Fleischmann argued that a particular need is for Congress to adopt a transportation budget. The nation's roads and bridges need repairs, he said, and the funds also create jobs. But lawmakers have been unable to agree on a source of funding for transportation expenses.

The Third District congressman also discussed the GOP presidential race, where he is the Tennessee state chairman for the campaign of former Mississippi Gov. Mike Huckabee. While Huckabee has not been doing well in national polls, with recent surveys showing his support among GOP voters in the 3-4 percent range, Fleischmann said he believes Huckabee will do well in Iowa, where he won the caucuses in 2008. And he believes Tennessee, which holds its primary March 1 along with 11 other states (including Georgia and Alabama), will be important in deciding the GOP nominee.

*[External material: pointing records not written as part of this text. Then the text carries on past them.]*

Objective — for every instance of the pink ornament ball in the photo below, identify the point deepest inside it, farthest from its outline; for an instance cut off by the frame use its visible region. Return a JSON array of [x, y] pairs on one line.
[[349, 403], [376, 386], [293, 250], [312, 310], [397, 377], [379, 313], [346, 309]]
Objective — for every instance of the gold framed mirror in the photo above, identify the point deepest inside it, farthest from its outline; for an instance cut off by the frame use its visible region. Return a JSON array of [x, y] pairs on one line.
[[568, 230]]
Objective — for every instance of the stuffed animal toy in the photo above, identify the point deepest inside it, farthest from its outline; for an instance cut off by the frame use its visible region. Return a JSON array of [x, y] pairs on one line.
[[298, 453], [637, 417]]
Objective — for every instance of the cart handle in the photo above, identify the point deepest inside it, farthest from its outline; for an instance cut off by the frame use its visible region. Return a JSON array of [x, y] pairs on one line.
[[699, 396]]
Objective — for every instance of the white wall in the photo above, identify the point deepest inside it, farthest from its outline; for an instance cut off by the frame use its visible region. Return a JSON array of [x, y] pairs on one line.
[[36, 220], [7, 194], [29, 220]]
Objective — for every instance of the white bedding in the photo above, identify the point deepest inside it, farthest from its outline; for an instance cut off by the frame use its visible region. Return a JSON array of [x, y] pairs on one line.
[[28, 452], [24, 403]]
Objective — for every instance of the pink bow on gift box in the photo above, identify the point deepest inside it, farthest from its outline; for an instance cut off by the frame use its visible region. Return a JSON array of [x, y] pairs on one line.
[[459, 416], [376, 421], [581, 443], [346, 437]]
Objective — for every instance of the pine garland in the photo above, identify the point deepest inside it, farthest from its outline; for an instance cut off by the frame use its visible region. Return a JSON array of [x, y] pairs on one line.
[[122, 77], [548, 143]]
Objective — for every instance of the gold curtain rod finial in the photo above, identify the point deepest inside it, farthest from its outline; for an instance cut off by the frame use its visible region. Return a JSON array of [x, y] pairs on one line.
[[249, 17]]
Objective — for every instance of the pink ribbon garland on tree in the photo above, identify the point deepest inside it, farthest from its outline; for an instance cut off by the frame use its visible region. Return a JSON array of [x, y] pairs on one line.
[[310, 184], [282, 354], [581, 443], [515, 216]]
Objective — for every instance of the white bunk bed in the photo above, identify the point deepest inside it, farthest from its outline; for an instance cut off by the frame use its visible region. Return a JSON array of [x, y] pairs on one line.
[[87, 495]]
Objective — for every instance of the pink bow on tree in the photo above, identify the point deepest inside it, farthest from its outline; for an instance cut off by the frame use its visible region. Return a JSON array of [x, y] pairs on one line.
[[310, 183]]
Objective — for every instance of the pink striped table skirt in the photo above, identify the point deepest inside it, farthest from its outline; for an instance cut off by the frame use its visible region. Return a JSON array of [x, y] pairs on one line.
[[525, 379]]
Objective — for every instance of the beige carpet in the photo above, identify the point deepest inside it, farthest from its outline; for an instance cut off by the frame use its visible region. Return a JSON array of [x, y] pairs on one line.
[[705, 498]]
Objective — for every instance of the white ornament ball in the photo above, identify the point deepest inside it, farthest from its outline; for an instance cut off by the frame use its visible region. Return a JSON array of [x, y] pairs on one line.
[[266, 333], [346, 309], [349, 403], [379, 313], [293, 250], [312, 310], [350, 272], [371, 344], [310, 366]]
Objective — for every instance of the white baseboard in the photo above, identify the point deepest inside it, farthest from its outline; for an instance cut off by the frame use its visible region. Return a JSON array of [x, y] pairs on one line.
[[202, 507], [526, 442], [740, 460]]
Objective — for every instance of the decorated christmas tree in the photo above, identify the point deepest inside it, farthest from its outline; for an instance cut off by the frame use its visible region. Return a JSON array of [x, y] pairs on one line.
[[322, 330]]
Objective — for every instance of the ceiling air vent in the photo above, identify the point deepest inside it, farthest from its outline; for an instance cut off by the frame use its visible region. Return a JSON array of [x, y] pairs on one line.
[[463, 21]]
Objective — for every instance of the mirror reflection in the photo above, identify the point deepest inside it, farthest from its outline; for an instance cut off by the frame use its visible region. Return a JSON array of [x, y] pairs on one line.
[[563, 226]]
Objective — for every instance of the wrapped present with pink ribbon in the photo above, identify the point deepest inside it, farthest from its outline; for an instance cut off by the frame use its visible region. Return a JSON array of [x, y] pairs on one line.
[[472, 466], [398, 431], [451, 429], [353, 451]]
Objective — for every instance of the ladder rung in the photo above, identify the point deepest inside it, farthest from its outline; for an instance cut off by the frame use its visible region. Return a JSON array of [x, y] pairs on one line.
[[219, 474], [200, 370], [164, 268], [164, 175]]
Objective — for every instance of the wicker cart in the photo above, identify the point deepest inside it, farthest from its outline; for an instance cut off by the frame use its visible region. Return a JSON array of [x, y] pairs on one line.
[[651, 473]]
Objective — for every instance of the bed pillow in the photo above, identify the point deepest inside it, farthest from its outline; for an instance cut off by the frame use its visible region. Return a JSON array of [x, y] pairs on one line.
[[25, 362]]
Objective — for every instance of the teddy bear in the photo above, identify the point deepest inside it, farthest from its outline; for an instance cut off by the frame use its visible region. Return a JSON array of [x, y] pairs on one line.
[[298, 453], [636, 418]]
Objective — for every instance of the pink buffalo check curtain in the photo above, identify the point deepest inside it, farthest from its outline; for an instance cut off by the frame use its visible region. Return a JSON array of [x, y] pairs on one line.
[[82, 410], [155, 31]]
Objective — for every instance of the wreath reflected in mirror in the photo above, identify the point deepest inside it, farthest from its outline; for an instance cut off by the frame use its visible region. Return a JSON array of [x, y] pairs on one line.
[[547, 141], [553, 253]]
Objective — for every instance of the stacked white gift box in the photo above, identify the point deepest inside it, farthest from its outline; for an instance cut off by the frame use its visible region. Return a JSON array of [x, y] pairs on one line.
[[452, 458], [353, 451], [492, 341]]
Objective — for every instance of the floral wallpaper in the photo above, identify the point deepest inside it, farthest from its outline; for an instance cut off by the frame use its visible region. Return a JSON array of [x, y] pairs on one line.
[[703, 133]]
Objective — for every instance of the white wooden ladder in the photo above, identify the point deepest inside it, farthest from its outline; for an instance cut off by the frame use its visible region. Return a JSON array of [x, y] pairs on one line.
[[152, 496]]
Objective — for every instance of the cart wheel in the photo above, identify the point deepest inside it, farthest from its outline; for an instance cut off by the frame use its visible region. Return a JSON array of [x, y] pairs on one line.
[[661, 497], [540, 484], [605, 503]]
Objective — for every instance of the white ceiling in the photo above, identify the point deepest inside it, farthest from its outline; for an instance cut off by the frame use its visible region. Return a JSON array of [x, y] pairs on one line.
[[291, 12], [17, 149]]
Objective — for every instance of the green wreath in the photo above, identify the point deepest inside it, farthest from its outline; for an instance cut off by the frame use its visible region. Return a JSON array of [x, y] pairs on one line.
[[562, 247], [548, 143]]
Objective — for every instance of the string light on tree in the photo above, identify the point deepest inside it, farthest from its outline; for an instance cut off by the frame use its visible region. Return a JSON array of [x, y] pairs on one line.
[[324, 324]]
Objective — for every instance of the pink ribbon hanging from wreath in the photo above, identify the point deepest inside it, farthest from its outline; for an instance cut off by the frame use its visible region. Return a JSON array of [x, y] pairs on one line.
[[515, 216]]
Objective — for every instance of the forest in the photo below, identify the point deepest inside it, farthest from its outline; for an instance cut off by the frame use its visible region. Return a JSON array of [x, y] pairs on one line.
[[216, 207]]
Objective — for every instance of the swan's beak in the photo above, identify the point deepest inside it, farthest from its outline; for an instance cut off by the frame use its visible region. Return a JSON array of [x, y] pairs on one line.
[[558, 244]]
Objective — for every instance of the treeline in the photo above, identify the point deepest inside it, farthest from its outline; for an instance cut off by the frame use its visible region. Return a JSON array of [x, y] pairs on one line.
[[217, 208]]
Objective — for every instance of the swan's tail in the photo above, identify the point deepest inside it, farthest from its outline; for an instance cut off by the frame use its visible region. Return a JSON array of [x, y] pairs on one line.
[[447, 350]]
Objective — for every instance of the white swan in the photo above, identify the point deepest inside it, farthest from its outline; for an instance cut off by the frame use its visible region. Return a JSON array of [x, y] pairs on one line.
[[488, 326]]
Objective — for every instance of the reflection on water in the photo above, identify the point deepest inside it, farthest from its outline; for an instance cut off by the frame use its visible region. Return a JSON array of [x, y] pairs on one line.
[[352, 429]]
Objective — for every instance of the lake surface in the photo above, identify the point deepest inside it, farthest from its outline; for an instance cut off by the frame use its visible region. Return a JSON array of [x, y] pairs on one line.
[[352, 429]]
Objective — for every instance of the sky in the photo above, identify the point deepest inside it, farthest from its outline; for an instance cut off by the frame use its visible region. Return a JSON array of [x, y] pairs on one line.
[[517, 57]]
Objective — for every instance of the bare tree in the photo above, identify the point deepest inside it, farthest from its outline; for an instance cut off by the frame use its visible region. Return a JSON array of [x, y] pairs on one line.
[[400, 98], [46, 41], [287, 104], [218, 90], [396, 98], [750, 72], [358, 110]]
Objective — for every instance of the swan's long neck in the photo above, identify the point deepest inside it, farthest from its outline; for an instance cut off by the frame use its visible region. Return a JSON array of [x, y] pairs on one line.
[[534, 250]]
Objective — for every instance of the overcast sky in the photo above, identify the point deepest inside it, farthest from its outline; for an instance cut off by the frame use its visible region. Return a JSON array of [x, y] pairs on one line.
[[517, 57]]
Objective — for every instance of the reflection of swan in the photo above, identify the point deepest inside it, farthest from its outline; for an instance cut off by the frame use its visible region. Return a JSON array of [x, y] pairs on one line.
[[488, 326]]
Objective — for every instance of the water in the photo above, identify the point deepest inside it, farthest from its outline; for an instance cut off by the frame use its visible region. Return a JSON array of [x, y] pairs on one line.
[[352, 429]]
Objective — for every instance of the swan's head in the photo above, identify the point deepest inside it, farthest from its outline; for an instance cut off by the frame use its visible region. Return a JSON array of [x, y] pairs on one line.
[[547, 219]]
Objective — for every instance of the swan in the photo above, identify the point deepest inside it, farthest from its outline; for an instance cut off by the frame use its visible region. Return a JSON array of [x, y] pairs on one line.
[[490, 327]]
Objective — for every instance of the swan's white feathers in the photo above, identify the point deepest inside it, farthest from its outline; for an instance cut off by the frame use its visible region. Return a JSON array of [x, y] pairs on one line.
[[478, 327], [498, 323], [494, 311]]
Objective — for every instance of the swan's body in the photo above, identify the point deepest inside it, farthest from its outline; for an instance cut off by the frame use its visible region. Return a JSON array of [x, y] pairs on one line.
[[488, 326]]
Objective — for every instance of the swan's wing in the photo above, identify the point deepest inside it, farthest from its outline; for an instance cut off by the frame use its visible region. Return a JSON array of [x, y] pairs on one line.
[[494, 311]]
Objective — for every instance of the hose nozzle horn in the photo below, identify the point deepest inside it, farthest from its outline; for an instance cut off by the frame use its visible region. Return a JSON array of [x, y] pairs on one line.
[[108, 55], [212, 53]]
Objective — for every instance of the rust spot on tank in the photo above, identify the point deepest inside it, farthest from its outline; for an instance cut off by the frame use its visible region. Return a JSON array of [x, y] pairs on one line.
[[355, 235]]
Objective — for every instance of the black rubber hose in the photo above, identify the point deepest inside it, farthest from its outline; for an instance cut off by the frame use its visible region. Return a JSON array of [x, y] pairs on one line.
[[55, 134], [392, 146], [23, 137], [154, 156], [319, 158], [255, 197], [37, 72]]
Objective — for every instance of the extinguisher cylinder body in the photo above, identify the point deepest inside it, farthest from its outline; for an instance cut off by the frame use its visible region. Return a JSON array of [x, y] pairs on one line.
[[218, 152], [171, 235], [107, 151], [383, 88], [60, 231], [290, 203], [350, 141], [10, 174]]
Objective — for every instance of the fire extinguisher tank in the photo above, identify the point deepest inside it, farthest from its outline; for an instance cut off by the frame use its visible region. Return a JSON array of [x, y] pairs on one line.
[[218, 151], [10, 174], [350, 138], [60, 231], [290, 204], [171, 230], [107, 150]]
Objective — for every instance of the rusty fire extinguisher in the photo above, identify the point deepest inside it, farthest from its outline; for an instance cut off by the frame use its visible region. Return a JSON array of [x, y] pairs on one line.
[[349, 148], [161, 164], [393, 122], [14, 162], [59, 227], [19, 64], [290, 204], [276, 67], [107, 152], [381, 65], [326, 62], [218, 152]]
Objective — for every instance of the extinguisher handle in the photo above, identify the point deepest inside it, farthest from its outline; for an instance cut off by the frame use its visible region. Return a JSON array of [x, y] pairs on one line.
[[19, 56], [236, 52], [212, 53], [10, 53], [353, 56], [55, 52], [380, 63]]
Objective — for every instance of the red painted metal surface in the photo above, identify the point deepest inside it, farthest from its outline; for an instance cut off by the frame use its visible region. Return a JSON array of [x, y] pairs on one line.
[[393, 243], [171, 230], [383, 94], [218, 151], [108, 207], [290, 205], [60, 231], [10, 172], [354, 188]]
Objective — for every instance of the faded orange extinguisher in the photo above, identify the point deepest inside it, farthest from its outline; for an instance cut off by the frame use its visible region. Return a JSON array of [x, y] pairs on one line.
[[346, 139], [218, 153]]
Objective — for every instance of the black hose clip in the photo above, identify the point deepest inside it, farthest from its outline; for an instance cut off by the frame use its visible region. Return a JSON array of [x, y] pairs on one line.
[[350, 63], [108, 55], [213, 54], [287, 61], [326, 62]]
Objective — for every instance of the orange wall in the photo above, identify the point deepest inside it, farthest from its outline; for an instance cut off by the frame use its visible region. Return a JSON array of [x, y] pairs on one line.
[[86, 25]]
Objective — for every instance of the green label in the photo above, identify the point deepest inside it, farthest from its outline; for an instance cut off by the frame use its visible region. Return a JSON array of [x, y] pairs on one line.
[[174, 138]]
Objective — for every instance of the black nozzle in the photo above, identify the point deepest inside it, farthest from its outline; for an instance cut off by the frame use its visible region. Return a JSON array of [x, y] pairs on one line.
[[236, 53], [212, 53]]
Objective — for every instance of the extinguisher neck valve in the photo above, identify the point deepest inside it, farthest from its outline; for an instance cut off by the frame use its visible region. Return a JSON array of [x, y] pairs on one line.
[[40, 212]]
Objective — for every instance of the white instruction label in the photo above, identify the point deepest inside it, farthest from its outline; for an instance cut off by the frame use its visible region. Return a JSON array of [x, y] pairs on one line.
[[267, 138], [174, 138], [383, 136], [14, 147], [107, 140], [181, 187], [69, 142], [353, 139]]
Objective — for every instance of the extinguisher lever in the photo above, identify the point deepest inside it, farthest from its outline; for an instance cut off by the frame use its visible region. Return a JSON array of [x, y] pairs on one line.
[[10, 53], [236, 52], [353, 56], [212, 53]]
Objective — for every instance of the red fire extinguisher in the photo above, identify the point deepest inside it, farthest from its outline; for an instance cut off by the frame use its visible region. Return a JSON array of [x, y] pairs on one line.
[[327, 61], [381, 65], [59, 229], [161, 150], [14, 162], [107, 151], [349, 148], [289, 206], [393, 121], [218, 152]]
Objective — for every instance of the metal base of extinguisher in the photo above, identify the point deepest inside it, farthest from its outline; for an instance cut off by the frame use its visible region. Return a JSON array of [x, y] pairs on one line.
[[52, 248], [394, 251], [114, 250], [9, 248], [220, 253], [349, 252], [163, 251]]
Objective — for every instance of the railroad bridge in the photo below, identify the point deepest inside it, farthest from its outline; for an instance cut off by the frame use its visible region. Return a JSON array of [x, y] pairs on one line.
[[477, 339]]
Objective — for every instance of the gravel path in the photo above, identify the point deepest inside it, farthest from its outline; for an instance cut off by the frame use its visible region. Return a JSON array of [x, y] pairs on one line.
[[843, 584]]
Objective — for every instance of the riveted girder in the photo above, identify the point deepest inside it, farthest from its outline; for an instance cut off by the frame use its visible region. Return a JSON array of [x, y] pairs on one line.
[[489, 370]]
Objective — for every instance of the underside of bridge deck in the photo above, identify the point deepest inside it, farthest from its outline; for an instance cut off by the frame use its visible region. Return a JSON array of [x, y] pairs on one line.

Fleischmann seemed cautiously optimistic that this fall he will avoid the bruising primary battles that characterized his first three election contests. He reported recently that he has raised almost $800,000 in cash for his campaign, and thus far, no challenger has announced.

While he emphasized that it is not his decision to make, he said he doesn't believe state lawmakers should take away some of the financial incentives offered to Volkswagen to build its auto assembly plant in Chattanooga, despite the German company's recent admission that it had rigged emission test results to avoid pollution rules. "I think Volkswagen needs to get its house in order," he said, "but we need to realize that when we made the investment and got Volkswagen here, thousands of East Tennesseans put their livelihood on the line I want to be sure they have these jobs long term."

At the outset of the interview, Fleischmann touted his work promoting increased technical education opportunities for local students, a topic he has focused on this year.

Many U.S. industries are reporting a shortage of skilled labor, he said, but often students are not pursuing degrees in the fields where the jobs are available.

"Young people are not viewing jobs in manufacturing as glamorous or worthwhile," Fleischmann said. "They think the work is demeaning and dirty, when in fact these jobs are paying $50-$60-$70,000 a year."

Andy Sher contributed to this story.